One of my major analysis challenges with average day-to-day work is avoiding the rut of routine. Establishing a routine and having a schedule is great for getting things done, but I find that, for someone in my role, it can stifle innovation.
How do I break out of that rut? Additional analysis.
Foundations
We had just finished a project that had a report due each week. Each report covered a different market. Because of the frequency of the reports, they became routine. To ensure that we reported all of the important data points, the process allowed little flexibility. Although this served the client’s purposes well and was a useful tool for them to compare data across their markets, I felt as though I had underachieved. The reports looked essentially the same. They were routine.
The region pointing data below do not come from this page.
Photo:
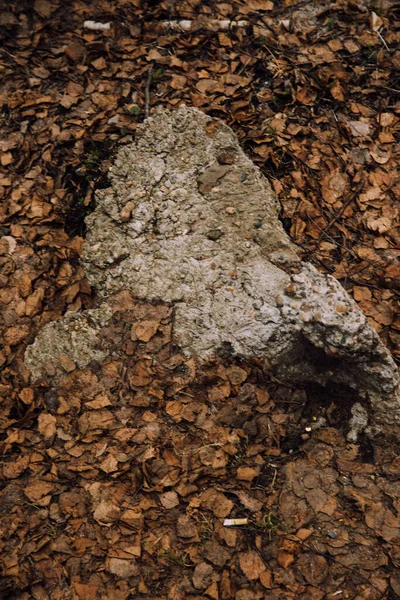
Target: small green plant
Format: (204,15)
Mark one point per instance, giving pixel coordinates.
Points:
(269,524)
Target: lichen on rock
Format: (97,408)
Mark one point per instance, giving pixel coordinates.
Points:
(190,220)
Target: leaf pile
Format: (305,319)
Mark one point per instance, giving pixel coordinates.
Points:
(116,483)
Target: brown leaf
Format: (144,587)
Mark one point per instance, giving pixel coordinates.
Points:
(106,512)
(47,425)
(217,502)
(251,564)
(36,491)
(144,330)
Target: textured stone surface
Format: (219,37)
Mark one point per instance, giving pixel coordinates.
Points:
(190,220)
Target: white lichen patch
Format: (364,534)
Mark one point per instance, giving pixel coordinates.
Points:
(70,342)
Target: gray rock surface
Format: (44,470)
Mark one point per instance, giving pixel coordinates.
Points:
(190,220)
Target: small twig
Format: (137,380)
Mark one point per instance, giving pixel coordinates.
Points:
(340,212)
(147,92)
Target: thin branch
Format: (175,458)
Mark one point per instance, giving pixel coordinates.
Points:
(147,92)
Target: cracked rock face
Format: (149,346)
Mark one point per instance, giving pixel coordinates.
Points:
(190,220)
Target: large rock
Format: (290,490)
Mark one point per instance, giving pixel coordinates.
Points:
(190,220)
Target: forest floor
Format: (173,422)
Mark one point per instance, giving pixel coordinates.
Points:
(116,483)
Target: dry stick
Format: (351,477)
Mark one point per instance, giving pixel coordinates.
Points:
(340,211)
(147,92)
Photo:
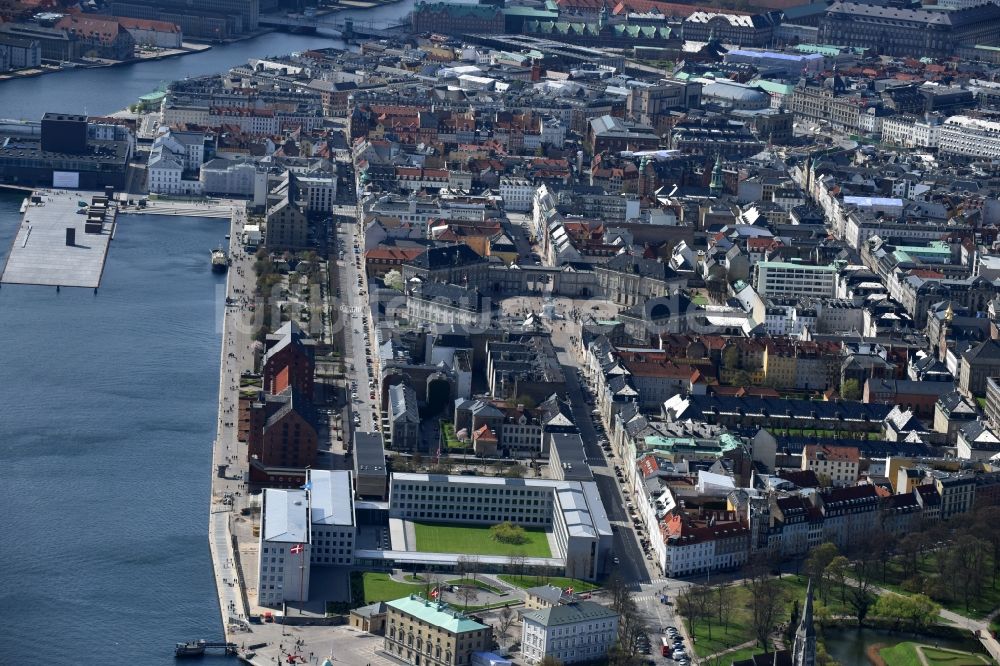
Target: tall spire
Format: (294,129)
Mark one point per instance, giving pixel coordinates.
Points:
(716,185)
(804,648)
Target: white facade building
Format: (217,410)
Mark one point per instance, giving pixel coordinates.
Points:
(175,154)
(232,177)
(284,552)
(911,132)
(572,509)
(517,193)
(970,137)
(780,278)
(571,632)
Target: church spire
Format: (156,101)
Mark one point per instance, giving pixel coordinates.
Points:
(804,648)
(716,185)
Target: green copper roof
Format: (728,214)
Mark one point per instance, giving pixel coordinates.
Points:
(774,87)
(435,613)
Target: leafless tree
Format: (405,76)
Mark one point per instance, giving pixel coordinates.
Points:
(463,565)
(766,604)
(724,605)
(516,562)
(466,593)
(504,621)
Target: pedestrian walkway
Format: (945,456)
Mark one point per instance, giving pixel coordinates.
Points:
(226,575)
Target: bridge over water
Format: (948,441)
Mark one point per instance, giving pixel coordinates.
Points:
(332,23)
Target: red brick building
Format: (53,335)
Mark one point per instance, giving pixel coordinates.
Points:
(455,19)
(281,439)
(289,361)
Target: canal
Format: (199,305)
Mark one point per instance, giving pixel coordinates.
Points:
(848,646)
(103,91)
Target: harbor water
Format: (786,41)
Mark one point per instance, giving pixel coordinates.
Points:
(109,408)
(103,91)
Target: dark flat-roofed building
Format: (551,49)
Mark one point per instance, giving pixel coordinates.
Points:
(370,473)
(24,162)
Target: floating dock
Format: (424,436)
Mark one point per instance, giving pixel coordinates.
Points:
(63,239)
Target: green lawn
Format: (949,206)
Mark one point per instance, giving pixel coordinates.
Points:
(475,583)
(905,654)
(476,540)
(795,588)
(943,657)
(738,655)
(371,587)
(981,606)
(558,581)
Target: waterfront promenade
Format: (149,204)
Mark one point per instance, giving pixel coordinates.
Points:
(231,533)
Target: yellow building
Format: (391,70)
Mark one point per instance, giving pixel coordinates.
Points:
(432,633)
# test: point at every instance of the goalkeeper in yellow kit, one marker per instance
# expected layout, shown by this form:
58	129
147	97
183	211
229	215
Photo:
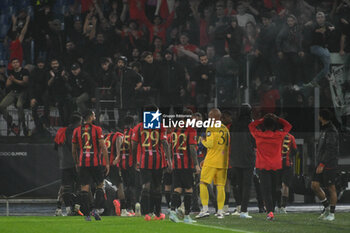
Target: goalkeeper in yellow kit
215	164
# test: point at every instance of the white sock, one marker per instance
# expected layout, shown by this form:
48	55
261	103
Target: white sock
205	208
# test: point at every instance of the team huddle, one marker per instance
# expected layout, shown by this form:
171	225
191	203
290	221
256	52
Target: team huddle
128	169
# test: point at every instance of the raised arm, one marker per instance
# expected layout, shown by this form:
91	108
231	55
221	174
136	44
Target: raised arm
286	125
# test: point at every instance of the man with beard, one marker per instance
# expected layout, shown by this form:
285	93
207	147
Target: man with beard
17	84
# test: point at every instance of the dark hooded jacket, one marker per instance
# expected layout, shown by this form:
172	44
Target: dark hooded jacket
242	142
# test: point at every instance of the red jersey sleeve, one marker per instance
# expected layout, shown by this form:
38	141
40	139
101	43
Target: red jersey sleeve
252	126
75	136
192	133
286	125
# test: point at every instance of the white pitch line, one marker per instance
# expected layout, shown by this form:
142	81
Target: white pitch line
220	228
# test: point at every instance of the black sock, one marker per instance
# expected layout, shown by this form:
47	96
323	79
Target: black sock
157	202
227	198
167	195
187	201
145	202
325	203
122	204
175	200
99	198
85	203
277	200
284	201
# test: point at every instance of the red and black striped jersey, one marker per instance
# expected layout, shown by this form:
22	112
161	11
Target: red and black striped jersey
181	139
151	150
126	151
87	136
110	141
287	146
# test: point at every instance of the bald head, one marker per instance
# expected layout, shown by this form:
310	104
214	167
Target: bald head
215	113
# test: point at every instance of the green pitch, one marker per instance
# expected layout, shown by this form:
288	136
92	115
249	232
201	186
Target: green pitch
299	223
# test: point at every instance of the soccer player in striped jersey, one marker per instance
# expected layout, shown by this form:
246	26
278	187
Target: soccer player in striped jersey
113	143
154	146
126	164
184	160
87	146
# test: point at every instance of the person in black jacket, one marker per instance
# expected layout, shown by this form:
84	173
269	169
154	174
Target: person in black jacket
242	159
38	94
326	160
63	145
60	91
172	84
321	34
83	88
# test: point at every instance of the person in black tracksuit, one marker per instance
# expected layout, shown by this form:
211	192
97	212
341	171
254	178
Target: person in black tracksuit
63	145
326	161
242	158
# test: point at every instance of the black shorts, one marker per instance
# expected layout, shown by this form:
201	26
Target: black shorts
152	176
129	177
285	176
69	176
167	178
90	175
183	178
115	175
326	178
229	173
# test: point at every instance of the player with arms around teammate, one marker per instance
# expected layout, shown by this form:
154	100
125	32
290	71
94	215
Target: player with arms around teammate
87	146
215	164
268	157
183	144
326	157
153	147
63	144
113	143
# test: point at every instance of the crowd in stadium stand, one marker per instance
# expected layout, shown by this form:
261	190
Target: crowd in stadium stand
180	53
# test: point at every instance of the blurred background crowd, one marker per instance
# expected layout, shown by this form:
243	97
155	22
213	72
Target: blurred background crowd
119	55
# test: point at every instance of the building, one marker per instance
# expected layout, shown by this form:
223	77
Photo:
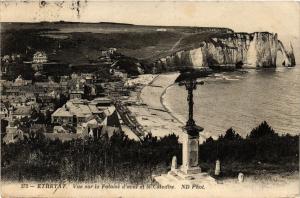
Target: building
79	113
77	91
21	112
40	57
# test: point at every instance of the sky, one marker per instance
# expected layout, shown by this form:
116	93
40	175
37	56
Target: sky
281	17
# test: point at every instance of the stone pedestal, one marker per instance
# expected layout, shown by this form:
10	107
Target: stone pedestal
190	147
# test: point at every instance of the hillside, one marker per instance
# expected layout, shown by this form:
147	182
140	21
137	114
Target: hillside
162	47
83	41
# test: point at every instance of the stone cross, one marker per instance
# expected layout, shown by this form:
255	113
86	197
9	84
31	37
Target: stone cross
191	85
190	143
218	168
174	163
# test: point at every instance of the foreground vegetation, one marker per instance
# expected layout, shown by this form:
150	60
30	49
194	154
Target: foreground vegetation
120	159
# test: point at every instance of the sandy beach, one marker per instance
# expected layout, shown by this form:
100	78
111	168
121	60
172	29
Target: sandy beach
153	114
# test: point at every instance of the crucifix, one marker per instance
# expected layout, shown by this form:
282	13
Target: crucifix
190	148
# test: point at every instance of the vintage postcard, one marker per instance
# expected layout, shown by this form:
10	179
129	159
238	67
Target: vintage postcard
150	98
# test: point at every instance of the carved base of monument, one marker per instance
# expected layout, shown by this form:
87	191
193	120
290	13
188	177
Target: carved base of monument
178	178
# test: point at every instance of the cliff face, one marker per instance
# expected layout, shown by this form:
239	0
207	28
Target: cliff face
250	50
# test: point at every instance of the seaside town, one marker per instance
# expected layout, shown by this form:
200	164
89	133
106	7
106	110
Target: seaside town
90	103
159	110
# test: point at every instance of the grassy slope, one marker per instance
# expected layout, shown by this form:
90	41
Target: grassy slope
83	41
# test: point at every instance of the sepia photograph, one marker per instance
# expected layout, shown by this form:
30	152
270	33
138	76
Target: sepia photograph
150	98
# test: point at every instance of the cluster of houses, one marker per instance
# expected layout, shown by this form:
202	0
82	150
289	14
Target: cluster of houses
73	105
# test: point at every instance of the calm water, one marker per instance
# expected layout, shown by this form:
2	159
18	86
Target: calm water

One of my personal goals for 2016 is to avoid letting things like this happen in the future. I intend to set aside some time each week for “additional analysis review.” Each week I will pick one project that has a report coming due. I’ll spend one or two hours reviewing the data to determine if we are missing any relevant insights. This could happen either because we neglected to include a segment in our analysis, or because the insights require more advanced analysis (possibly an option not known by the reporting team).
First Try
My first look into a project was for a brand that was marketing a fairly new product. They were trying to discern where they stood in the marketplace. We ran some standard analysis to see whether the product was performing better with men or women, and for what ages the product was most successful. It was a health product, so we had some questions about how people eat and how that influenced their perceptions.
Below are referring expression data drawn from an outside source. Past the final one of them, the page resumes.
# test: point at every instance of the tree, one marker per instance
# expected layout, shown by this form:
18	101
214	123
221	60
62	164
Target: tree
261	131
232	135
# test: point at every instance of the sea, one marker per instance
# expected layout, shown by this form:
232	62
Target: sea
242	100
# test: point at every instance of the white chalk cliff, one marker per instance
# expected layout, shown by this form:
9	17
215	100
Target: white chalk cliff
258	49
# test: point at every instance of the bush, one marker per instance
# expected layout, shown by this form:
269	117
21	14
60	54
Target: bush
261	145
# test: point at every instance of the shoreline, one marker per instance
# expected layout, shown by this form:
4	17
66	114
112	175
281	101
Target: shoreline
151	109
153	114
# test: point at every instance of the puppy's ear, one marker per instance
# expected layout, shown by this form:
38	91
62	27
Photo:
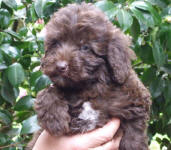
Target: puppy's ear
119	55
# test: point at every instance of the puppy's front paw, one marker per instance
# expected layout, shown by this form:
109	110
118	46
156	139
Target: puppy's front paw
55	121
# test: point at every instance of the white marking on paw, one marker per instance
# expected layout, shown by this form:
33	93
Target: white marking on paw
89	114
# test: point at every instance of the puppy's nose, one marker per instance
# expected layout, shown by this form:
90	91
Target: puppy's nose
62	66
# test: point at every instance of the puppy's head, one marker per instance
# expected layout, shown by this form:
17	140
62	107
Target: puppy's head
79	42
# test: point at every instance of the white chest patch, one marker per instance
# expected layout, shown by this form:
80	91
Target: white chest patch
89	114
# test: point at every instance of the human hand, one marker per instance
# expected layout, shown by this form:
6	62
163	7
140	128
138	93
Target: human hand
99	139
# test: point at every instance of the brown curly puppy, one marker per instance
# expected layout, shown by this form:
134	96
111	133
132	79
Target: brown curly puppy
88	60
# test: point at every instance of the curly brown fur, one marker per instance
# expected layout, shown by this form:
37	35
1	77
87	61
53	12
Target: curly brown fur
89	61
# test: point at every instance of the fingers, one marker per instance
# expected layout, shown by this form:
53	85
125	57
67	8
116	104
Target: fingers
98	136
111	145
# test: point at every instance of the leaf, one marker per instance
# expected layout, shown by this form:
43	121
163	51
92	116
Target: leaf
42	82
4	117
149	75
167	92
30	125
108	8
125	19
135	29
34	76
139	15
104	5
158	54
5	18
13	34
25	103
147	7
39	6
0	3
3	66
8	92
15	74
11	3
145	53
9	50
157	87
166	68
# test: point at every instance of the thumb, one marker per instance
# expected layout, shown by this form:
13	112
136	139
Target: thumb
98	136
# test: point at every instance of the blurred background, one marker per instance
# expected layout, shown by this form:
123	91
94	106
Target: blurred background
21	47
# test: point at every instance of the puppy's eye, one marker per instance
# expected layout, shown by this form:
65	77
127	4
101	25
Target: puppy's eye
85	47
55	43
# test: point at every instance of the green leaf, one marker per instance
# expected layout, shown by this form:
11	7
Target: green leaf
139	15
108	8
0	3
125	19
148	75
166	68
13	34
3	66
167	92
145	53
39	6
9	50
8	92
15	74
10	3
30	125
158	54
135	29
5	18
157	87
5	117
104	5
42	82
34	77
25	103
141	5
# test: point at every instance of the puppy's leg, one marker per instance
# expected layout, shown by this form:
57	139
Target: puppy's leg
134	137
52	112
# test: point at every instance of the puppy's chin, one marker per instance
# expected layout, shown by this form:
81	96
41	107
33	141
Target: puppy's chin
61	81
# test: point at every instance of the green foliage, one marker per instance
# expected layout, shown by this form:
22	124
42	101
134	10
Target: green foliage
21	47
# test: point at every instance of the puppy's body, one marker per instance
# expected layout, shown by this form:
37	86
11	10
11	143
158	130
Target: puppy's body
88	60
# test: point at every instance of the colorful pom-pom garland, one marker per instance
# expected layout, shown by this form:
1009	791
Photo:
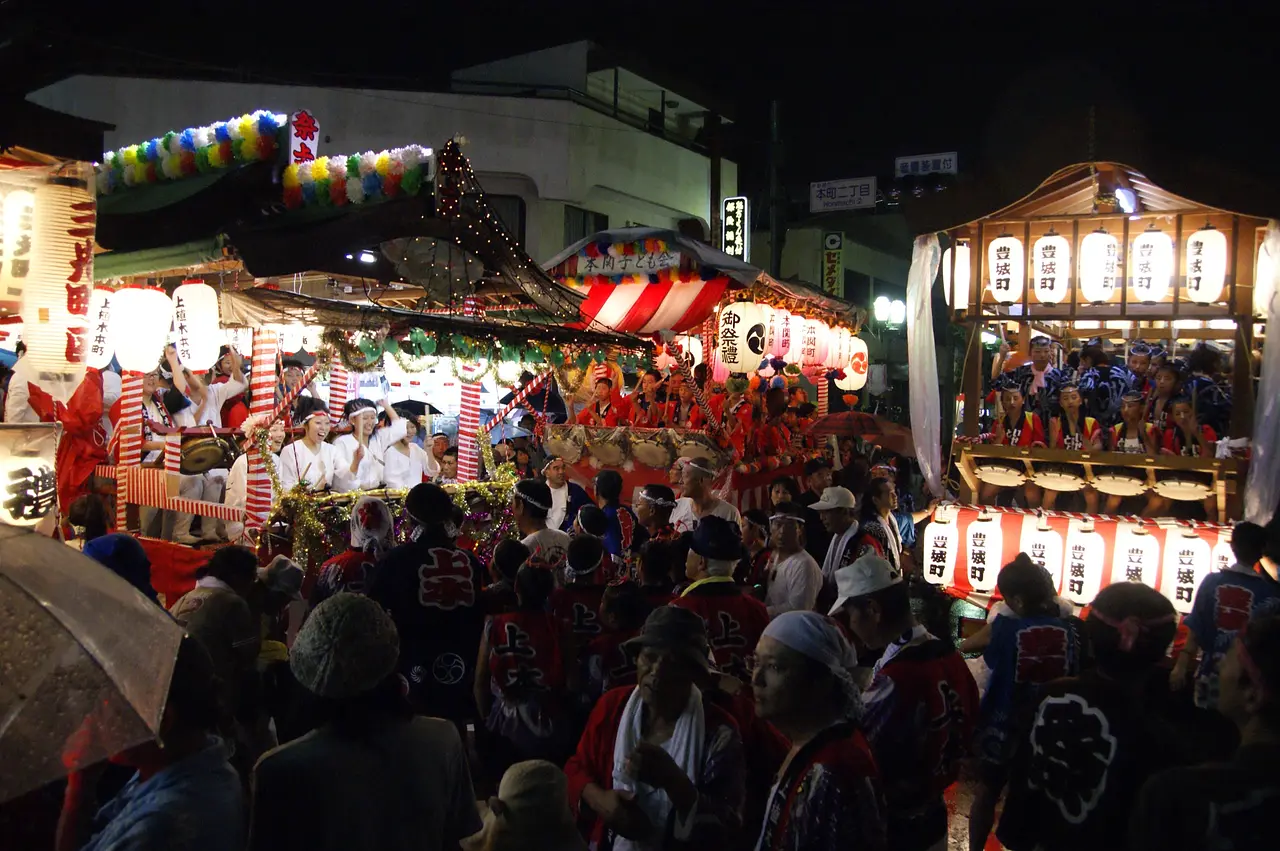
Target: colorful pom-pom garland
359	178
199	150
The comparisons gave consumer context with which the client could see the product from their perspective, but I believed that we could do better.
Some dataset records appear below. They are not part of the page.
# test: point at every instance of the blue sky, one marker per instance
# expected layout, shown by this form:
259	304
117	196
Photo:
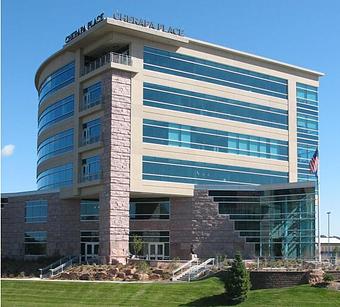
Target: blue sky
304	33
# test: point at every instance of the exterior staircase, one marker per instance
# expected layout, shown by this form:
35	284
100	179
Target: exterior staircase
59	266
193	270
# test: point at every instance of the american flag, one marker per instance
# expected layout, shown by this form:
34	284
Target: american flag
314	162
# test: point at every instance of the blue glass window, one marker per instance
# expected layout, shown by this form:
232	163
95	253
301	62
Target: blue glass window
163	133
91	169
150	208
36	211
92	95
183	171
213	72
56	81
91	131
308	128
57	177
55	113
196	103
35	243
89	210
55	145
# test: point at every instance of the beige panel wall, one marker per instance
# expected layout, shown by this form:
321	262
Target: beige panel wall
203	121
54	65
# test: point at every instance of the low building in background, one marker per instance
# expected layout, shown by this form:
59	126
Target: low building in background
181	143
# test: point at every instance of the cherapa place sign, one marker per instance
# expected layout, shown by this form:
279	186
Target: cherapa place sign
125	18
148	24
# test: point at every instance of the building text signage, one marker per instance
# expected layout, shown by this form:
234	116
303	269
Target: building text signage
84	28
148	24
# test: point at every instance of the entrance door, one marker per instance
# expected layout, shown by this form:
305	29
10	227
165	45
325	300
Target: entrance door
156	251
91	251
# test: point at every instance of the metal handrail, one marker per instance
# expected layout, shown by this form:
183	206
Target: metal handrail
62	267
89	104
90	177
183	273
183	266
47	269
107	58
91	140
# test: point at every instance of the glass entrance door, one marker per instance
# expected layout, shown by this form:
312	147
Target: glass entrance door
156	251
91	251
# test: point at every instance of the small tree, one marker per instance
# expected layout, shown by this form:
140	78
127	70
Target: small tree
137	244
237	282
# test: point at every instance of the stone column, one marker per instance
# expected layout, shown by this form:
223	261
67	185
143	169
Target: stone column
115	163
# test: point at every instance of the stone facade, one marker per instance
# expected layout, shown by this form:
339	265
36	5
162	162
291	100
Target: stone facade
213	233
115	161
195	221
63	225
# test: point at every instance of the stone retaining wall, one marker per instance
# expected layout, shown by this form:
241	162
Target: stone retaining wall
266	280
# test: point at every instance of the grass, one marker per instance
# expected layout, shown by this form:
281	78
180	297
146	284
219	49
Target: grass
208	292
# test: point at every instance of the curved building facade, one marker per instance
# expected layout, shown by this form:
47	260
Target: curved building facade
178	141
Typically, our clients provide their target demographic data, then we provide feedback based on that information. This was our opportunity to present the persona whom they ideally would be serving, defining their target demographic for them. We were able to pull the variables together and show the subset with which they were performing best. The client was pleased, and I felt that I had done a thorough job. It was a win-win situation.
Final Analysis
The additional analysis was straightforward and productive. Targeting demographics is common in our work. Adding one was no big deal for me, and it was useful to our new client. The important takeaway is that, simply by slowing down and reviewing data a second or third time, I can improve the analysis. It is worth the effort.